The AAP, in collaboration with Laerdal and other partners, started training cascades in Helping Babies Survive that reached over 1 million healthcare professionals.  One important and humbling lesson from the HBB experience is that even though we trained many people, the learners did not always implement what they had learned, or the training cascade was not sustained.  We realized that training is only the first step to ongoing healthcare system strengthening and behavior change.  So we have pivoted to not only offering training, but also ongoing mentorship and supportive supervision with the AAP’s Customized Mentorship and Implementation Support Package (CRISP), where learners are partnered with a Global Mentor for 6-12 months after an initial training to continue to work on concepts like quality improvement, facilitator strengthening, monitoring and evaluation, etc.
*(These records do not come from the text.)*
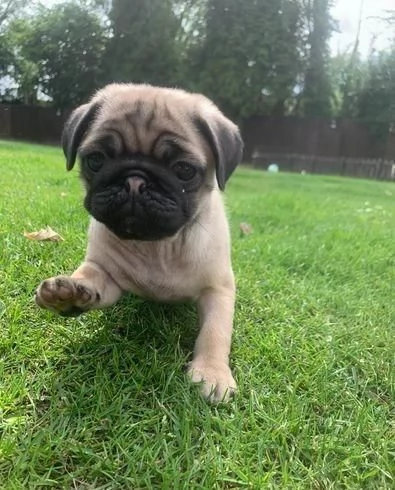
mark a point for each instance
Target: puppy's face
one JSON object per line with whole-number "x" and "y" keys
{"x": 150, "y": 157}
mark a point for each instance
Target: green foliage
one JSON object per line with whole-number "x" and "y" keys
{"x": 251, "y": 57}
{"x": 317, "y": 91}
{"x": 101, "y": 401}
{"x": 67, "y": 44}
{"x": 248, "y": 59}
{"x": 348, "y": 74}
{"x": 376, "y": 100}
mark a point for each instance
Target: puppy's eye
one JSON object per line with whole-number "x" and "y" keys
{"x": 184, "y": 171}
{"x": 95, "y": 161}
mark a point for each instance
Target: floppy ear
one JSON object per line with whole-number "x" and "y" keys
{"x": 225, "y": 143}
{"x": 75, "y": 129}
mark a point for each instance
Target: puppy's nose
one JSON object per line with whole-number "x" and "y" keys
{"x": 136, "y": 184}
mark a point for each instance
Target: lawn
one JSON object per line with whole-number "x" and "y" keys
{"x": 101, "y": 401}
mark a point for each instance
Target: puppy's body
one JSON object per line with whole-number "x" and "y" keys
{"x": 153, "y": 162}
{"x": 173, "y": 269}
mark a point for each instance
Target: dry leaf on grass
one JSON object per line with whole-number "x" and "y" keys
{"x": 245, "y": 229}
{"x": 44, "y": 234}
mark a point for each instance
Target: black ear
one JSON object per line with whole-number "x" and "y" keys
{"x": 225, "y": 143}
{"x": 75, "y": 129}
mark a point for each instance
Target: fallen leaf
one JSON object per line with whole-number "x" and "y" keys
{"x": 245, "y": 229}
{"x": 44, "y": 234}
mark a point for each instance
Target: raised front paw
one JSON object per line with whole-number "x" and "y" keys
{"x": 217, "y": 383}
{"x": 66, "y": 296}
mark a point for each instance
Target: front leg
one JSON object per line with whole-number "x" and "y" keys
{"x": 210, "y": 364}
{"x": 89, "y": 287}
We have to build longer lasting collaborations with local champions and empower them to work within their contexts to improve care.  

How has the partnership with Laerdal Global Health evolved over the past decade to expand and diversify the scope and scale of the programs?   

The AAP and LGH partnership has been an ideal pairing of technical expertise (AAP) and educational innovation (LGH), that has now transcended to joint implementation of the HBS and now ENC programs.  Our partnership has only deepened with time as we continue to build a path forward together based on lessons learned from where we have been.  

How will we continue to collaborate and innovate to meet the emerging and evolving needs and challenges of healthcare workers and health systems?  

I think we need to listen to our global colleagues about their needs and center the work around those discussions.  For that reason, the AAP transitioned its former Helping Babies Survive Planning Group to a new Global Neonatal Advisory Committee that is truly international and multidisciplinary.  It includes representation from the essential partners in newborn care globally—midwives, nurses, pediatricians, researchers, obstetricians, among others.  These diverse perspectives have added a richness to our conversations about where we need to go next.  We have to work together to truly achieve improved neonatal outcomes.